En centrant son récit sur la marche de Selma, l’émergence sur la scène américaine ainsi que la mort de King ne sont pas d’actualité, Ava DuVernay tisse soigneusement un film à forte consonance politique, exclusivement politique. Oui, le président Lyndon Johnson, incarné avec une certaine classe par Tom Wilkinson, en serait presque aussi important que le personnage central, un Martin Luther King très convaincant, quoique archétypal, interprété par David Oyelowo. L’enjeu dépasse ici clairement l’intérêt de dresser un portrait simpliste du célèbre militant, fait louable, qui fait de Selma un tout autre genre de film que, notamment, le majordome de Lee Daniels, drame sirupeux, nauséabond tant teinté d’une bien prestance, d’une guimauve insupportable. Non, ici, Ava DuVernay parvient à esquisser le contour d’un illustre personnage, de plusieurs personnages, pour ne se concentrer, en substance, que sur les faits.

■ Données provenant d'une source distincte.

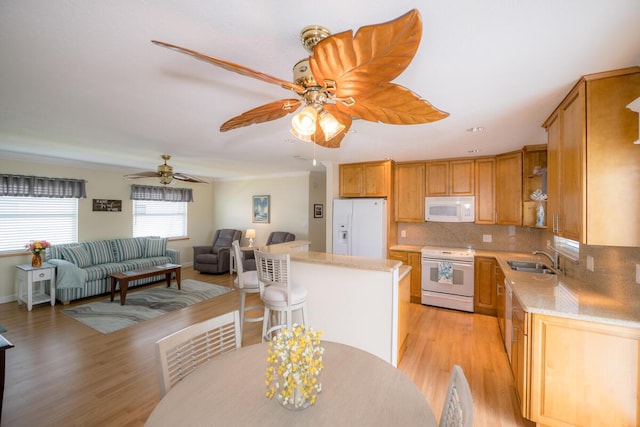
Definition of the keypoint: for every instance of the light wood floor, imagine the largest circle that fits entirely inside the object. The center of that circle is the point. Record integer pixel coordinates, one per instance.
(62, 373)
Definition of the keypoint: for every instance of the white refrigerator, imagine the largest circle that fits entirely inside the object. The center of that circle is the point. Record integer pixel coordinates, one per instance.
(360, 227)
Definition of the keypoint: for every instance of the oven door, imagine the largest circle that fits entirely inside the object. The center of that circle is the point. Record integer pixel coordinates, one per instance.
(462, 277)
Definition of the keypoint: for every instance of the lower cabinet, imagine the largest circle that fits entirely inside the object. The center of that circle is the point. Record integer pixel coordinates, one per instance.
(581, 373)
(485, 297)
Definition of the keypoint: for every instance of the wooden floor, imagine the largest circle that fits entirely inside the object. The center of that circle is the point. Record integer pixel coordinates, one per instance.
(62, 373)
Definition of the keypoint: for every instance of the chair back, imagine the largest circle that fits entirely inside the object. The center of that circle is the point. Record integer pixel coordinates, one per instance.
(274, 269)
(458, 404)
(180, 353)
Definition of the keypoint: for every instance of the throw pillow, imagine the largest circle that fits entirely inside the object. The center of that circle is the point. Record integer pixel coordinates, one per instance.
(156, 247)
(77, 255)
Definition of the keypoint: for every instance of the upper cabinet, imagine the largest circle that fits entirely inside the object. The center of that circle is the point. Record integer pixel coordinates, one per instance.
(509, 188)
(409, 192)
(485, 182)
(450, 178)
(369, 179)
(593, 164)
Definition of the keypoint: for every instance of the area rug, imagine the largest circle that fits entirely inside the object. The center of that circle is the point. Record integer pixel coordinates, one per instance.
(106, 316)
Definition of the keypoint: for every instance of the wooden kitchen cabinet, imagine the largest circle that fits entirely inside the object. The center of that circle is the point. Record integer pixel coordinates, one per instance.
(450, 178)
(485, 292)
(509, 188)
(368, 179)
(409, 191)
(583, 373)
(593, 175)
(413, 259)
(485, 190)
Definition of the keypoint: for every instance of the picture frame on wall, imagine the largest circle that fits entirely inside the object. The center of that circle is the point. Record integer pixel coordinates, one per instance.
(261, 208)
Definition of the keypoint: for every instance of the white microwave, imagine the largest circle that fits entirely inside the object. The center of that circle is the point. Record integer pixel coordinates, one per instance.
(450, 209)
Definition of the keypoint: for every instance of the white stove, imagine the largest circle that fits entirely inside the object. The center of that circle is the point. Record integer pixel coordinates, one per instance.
(447, 277)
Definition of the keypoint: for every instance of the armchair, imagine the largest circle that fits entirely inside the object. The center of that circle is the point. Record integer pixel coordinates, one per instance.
(215, 258)
(249, 262)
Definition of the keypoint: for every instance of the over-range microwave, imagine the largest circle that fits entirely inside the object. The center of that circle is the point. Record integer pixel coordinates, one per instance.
(449, 209)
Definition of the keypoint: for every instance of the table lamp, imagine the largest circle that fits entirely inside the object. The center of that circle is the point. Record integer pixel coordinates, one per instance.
(251, 234)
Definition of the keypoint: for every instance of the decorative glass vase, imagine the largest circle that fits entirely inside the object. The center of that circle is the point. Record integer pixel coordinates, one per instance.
(36, 260)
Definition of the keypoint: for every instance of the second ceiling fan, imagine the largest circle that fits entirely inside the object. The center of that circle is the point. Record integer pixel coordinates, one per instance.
(346, 77)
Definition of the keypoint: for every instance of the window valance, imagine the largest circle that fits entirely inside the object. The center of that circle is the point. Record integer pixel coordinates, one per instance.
(39, 186)
(166, 194)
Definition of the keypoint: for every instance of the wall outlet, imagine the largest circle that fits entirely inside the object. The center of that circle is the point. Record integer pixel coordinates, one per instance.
(589, 263)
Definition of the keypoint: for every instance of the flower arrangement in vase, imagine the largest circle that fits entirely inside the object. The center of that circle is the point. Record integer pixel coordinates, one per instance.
(294, 363)
(36, 247)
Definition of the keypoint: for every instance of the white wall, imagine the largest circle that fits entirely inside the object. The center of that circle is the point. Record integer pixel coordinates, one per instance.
(220, 204)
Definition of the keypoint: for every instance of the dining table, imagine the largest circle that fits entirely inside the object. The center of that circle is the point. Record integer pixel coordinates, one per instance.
(358, 388)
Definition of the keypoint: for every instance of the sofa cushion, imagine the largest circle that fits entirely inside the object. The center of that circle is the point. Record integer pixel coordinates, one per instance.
(155, 247)
(77, 255)
(101, 251)
(132, 248)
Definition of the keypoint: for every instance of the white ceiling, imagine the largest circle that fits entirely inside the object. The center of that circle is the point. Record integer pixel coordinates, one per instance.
(81, 80)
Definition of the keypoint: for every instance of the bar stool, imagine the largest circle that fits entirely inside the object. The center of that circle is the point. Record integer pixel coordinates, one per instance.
(279, 295)
(247, 283)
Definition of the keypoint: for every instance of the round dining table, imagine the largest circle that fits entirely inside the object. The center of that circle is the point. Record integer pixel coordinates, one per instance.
(358, 388)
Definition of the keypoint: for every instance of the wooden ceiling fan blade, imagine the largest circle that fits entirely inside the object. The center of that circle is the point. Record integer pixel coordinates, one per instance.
(264, 113)
(236, 68)
(392, 104)
(148, 174)
(377, 54)
(188, 178)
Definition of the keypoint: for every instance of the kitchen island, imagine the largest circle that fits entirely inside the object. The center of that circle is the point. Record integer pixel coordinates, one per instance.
(353, 300)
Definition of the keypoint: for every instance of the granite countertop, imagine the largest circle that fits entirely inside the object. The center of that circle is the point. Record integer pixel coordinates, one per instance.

Peu passionnant, dans un premier temps, du fait peut-être d’une connaissance de l’histoire, la précipitation des évènements, durant la seconde moitié du film, pousse le public à ne rien lâcher. La toute belle séquence de confrontation entre civils et force de l’ordre sur un fameux pont de Selma marque le départ réel d’un film qui manquait, jusqu’alors, de mordant, de dynamisme et d’une certaine humanité. Oui, si le choix narratif est probant, difficile pourtant de ne pas voir en chacun des personnages un instrument, un rouage politique déshumanisé. Lorsque toute l’humanité d’une situation délicate, moralement, politiquement et humainement, éclabousse tout un pays, le film devient du même coup plus probant, vivant. On regrette qu’il faille alors attendre les deux tiers de la bobine pour ce sursaut.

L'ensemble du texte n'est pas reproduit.